The Day I Ate The M&Ms
Slice of Life
By – Sheri de Grom
I must have hit myself over the head with my stupid stick. I love fresh vegetables of all kinds. Forget the fancy dips and dressings, I’m fine with oil and vinegar or nothing at all. Just give me the crunch.
But I haven’t been myself lately. Truth be told, I’ve been perilously close to the edge. But is that an excuse to take a flying leap into the nutritional abyss?
After all, I had a legitimate excuse for buying the freshly cut deli tray (the extra-large one) and adding some additional choices. My hand won’t hold up to cleaning all those vegetables.
I wanted a new tray of veggies at the market today but I couldn’t justify spending fourteen dollars when I’m the only one eating from the tray and I’d only be enjoying the contents for two days. (I had a pending medical procedure that required a 48 hour fast, so I’d end up throwing away at least two-thirds of the vegetables.) At the time, a bag of M&Ms seemed a reasonable alternative. After all, M&Ms last indefinitely . . . if I could them alone.
Is my thinking flawed or what?
To compound my faulty rationale as to why I should be allowed a bag of M&Ms, I suppose I should mention I’m a diabetic.

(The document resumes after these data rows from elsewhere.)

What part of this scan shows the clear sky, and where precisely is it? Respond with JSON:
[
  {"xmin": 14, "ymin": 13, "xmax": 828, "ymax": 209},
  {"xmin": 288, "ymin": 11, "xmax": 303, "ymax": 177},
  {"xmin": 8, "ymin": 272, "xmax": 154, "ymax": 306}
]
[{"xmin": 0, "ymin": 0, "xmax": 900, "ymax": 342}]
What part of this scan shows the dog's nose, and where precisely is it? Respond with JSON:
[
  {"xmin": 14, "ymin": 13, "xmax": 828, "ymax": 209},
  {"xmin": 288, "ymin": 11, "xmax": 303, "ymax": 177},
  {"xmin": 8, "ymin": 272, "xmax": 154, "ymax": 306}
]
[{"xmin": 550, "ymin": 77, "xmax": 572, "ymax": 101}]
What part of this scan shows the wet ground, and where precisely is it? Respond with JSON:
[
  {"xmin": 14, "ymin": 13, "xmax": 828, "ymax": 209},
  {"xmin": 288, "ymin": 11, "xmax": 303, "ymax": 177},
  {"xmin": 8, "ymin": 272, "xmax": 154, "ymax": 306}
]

M&Ms are not on the diabetic food exchange list.
In my mid-thirties I went through my adolescence and, during that time, I did reason that one fruit equaled one shot of Jack Daniel’s. Therefore, all those fresh vegetables should equal a regular serving of M&Ms now.
I hadn’t had an M&M since 1989 but before that I always kept a two-pound bag in my office desk drawer. Once I quit M&Ms cold, I never had another and never had a desire for another—until today.
The M&Ms comforted me during a scary time in my life, but I was able to turn my back on them and declare my independence.
Today, I ate the M&Ms. Fortunately, they weren’t good so I’m not worried about buying more. Life is too valuable to throw it away on candy when all along I wanted those fresh vegetables.
I’ve had to face the realities of life again and again. I know the M&Ms today weren’t about M&Ms at all. The little brown bag today represented my current vulnerability. In case you haven’t noticed by now, I don’t do vulnerable well. I prefer reality. But lately I’ve been facing far too many unknowns.
I’ve read your comments to my blog of August 8, 2013 and your out-pouring of prayers, love and best wishes have touched my heart. Here we are, a community of strangers who not only support each other in times of great joy, but also when serious challenges come knocking at our doors. I so appreciate each and every one of you.